The Brick Brothers
Almost exactly a year ago my sons asked me what “investing” was. A strange question from a 9- and 7-year-old, but I was impressed by the curiosity and it seemed timely given the banking implosion.
I lost the boys midway between arcane regulation and exotic financial instruments, but they were intrigued with the idea of a business more complex than a lemonade stand. And then they wouldn’t shut up about starting one, embarking on an entrepreneurial brainstorming session whose intensity would have made a venture capitalist smile. (Or back away slowly.)

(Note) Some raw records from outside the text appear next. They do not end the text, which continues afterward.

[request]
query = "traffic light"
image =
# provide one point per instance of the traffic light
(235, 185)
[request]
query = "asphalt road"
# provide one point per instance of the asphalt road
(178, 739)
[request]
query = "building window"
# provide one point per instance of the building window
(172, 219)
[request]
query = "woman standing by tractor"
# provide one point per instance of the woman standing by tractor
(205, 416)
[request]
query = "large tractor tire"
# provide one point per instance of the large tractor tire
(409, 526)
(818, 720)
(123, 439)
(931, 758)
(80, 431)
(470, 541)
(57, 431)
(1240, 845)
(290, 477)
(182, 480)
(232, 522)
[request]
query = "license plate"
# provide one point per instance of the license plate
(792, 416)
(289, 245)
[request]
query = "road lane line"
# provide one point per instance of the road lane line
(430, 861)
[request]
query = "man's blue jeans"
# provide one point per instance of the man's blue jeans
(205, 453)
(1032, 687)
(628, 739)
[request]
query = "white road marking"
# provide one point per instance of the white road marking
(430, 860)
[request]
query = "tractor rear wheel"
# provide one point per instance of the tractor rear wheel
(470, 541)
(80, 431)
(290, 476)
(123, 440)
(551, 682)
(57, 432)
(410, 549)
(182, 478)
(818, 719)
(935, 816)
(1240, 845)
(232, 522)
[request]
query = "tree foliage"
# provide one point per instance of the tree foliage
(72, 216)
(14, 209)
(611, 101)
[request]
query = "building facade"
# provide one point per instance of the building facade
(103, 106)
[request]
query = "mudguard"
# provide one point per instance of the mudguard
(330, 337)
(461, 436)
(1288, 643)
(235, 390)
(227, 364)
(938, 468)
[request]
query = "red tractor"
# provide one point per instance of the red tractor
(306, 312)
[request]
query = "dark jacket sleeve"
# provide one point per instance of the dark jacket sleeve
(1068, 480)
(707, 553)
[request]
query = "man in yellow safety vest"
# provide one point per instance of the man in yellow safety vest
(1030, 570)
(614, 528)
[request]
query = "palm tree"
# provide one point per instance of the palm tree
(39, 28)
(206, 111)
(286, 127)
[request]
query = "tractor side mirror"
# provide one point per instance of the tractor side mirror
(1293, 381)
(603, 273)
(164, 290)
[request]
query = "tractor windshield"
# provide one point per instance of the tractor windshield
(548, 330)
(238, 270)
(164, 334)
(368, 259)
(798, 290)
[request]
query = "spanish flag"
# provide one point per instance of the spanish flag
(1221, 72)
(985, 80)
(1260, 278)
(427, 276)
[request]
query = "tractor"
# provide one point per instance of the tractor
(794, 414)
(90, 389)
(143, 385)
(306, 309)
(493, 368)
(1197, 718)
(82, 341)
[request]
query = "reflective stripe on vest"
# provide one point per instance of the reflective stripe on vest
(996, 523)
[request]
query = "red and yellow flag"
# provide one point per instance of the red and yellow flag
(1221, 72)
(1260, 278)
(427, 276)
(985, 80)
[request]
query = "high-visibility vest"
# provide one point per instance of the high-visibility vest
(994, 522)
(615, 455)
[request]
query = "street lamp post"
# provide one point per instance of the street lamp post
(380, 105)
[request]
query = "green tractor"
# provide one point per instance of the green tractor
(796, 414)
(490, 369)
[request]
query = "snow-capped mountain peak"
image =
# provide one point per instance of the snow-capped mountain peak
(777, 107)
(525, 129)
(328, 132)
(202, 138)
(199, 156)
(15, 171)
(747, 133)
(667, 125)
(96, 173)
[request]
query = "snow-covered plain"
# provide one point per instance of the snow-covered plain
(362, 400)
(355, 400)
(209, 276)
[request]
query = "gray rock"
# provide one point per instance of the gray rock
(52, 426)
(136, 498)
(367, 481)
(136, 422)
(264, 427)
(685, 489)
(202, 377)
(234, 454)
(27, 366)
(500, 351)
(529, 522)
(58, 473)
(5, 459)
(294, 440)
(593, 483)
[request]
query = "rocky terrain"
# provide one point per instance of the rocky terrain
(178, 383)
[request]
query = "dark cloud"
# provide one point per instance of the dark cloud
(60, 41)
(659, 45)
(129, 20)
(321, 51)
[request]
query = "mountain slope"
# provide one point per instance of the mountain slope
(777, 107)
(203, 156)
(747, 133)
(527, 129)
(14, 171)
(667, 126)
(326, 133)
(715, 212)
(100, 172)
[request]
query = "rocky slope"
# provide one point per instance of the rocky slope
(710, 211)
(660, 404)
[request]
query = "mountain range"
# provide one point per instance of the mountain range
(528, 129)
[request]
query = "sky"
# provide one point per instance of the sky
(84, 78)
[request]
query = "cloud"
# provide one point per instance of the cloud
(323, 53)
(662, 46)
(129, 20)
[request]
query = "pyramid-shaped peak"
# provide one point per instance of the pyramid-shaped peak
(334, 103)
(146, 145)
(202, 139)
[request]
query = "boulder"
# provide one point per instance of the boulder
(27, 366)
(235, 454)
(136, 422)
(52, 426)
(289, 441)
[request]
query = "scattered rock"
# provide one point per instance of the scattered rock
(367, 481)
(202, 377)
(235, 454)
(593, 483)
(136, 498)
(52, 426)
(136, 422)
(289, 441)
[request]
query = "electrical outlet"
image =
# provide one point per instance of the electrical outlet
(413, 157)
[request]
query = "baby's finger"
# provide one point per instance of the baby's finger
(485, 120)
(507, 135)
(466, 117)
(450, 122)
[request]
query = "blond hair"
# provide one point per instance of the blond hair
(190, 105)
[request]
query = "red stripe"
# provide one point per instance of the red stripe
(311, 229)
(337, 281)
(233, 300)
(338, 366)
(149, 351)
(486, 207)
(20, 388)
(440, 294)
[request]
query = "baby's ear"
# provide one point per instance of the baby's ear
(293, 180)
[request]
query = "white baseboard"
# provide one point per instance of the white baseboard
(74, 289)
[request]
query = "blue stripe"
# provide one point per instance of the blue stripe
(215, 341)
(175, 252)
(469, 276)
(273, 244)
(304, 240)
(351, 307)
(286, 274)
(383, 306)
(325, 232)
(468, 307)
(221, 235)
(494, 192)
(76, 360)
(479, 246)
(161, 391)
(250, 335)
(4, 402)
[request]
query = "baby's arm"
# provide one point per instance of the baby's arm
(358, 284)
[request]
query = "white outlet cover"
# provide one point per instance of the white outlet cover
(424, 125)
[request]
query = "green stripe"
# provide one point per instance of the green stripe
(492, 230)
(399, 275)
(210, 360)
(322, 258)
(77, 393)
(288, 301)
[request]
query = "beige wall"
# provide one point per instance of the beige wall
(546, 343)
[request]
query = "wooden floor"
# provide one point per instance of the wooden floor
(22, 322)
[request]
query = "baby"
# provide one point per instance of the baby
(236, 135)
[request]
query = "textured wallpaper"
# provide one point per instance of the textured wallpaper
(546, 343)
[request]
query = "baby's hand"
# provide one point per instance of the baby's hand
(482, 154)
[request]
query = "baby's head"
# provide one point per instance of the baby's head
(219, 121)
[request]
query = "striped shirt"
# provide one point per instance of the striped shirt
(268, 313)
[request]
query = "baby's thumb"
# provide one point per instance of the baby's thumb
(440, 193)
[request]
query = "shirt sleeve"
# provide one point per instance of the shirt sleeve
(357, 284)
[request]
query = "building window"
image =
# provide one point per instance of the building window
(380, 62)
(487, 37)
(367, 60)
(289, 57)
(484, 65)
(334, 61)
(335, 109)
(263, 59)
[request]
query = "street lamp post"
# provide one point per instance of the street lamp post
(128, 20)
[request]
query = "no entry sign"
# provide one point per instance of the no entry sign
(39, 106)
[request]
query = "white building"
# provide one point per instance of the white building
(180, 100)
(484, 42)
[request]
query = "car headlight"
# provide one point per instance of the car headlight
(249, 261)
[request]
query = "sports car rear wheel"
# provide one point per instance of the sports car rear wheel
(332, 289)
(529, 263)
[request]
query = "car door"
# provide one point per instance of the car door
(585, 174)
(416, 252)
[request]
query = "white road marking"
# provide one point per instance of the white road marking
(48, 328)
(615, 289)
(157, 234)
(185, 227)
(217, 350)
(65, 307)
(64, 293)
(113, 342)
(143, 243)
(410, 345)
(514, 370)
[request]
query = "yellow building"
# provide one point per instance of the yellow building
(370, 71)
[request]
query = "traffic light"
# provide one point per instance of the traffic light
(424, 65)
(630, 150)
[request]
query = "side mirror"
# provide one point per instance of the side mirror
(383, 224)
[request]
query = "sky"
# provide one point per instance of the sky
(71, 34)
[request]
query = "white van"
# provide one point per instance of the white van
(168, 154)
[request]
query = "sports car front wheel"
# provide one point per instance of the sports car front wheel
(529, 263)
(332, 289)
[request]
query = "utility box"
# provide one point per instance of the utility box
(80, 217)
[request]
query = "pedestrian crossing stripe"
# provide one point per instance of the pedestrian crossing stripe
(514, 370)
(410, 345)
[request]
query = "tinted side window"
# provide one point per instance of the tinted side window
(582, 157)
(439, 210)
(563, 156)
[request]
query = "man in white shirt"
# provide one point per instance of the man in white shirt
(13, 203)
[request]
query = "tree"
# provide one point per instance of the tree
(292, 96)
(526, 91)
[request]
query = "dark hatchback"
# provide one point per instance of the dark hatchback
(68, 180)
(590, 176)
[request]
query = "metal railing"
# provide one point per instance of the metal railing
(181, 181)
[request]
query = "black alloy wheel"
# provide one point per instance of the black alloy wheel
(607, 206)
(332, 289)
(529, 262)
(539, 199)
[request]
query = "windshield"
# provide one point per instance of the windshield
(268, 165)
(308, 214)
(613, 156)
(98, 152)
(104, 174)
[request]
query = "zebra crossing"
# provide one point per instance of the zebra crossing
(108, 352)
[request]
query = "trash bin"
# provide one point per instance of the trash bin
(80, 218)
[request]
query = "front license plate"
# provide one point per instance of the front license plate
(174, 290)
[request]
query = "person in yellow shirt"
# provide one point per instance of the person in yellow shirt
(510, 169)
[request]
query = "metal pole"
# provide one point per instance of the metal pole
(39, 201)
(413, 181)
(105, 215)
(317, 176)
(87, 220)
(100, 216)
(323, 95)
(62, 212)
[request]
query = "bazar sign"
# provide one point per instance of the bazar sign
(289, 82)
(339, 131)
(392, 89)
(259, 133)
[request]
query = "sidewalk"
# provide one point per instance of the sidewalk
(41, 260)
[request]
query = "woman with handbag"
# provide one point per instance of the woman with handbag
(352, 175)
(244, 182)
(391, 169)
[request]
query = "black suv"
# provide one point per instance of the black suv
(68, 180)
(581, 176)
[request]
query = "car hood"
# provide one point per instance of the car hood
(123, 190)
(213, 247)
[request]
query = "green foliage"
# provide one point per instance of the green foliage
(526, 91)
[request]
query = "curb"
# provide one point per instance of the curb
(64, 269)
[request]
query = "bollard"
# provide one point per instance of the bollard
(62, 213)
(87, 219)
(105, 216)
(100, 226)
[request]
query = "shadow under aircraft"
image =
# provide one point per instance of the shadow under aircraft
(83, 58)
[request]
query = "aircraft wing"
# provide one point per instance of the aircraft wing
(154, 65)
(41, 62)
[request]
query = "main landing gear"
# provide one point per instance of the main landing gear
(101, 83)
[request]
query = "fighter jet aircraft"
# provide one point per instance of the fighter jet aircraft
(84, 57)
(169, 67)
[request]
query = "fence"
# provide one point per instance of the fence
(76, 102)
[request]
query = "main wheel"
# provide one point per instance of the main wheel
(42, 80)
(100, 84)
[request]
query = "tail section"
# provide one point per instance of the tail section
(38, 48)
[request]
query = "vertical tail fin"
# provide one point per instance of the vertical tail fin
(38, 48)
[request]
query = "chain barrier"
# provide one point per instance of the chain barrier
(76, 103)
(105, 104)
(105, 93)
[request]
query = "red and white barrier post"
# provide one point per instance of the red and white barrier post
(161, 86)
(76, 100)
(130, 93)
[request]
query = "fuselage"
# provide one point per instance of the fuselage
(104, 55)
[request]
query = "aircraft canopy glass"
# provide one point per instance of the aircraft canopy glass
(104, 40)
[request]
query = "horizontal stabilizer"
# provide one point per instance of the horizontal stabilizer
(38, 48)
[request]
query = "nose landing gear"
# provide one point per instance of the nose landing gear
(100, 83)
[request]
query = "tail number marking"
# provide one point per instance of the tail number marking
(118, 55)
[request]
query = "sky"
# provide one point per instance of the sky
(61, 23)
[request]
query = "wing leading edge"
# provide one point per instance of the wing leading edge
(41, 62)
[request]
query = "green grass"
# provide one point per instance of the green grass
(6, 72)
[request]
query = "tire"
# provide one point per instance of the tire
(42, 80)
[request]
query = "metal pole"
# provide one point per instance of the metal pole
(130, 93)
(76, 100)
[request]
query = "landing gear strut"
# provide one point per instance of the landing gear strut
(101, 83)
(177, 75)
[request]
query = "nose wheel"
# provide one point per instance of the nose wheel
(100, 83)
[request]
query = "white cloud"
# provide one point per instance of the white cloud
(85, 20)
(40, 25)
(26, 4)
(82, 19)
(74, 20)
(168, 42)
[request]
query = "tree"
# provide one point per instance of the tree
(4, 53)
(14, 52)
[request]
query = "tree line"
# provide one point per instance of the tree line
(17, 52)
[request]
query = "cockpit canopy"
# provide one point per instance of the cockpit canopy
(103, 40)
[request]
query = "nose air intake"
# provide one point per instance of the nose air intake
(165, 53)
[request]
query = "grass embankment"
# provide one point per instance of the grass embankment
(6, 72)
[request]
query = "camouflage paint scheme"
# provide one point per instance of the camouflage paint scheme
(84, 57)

The idea, fairly speedily arrived at, was to build on something the kids had been staring at all their lives. In the days following the birth of each of the three kids I built grayscale mosaics of their birth photos out of 1×1 LEGO bricks. They’ve hung on the wall ever since. The business idea, quite simply, was to build these mosaics for others.
And so was born The Brick Brothers.
Listen up, folks. Here’s where I divulge trade secrets.
We then use an open source application call PicToBrick to generate a number of gridded (48×48), reduced-color images. The image that comes closest to capturing the essence of the original photo is chosen and printed out as a guide for the assembly.
Then the boys snap the pieces onto the baseplate, following what is essentially a color-by-numbers schematic. Dangerously, this is mind-numbing (and finger-numbing) but also requires attention to detail: if you pop the wrong brick in place and only notice it several rows later it’s a huge effort to remove the studs. What makes this a less-than-rare occurrence is that you really only get a sense of the overall image by moving away from it. When you’re up close snapping away it is often impossible to notice an error.
The whole effort takes about 4-6 hours depending on distraction. Then we package up and ship out.
One hurdle — aside from child labor laws — has been finding the 1×1 bricks in bulk cheaply enough. LEGO doesn’t sell in bulk to mere mortals and those bins at their stores contain very specialized bricks. Luckily there’s a massive ecosystem of LEGO re-sellers online, centered on a marketplace called BrickLink. But there’s no single supplier. It’s a scramble to stay well-inventoried and not break the bank.
It should be obvious we’re not in this little enterprise for profit, but I’d continue the business with the boys even at a financial loss given its many lessons: time-management, expenses vs. revenue, the importance of marketing, the concept of chiaroscuro, how easy it is to be driven insane by tiny LEGO blocks, etc. We’re having fun and not losing money. Can’t ask for much more than that.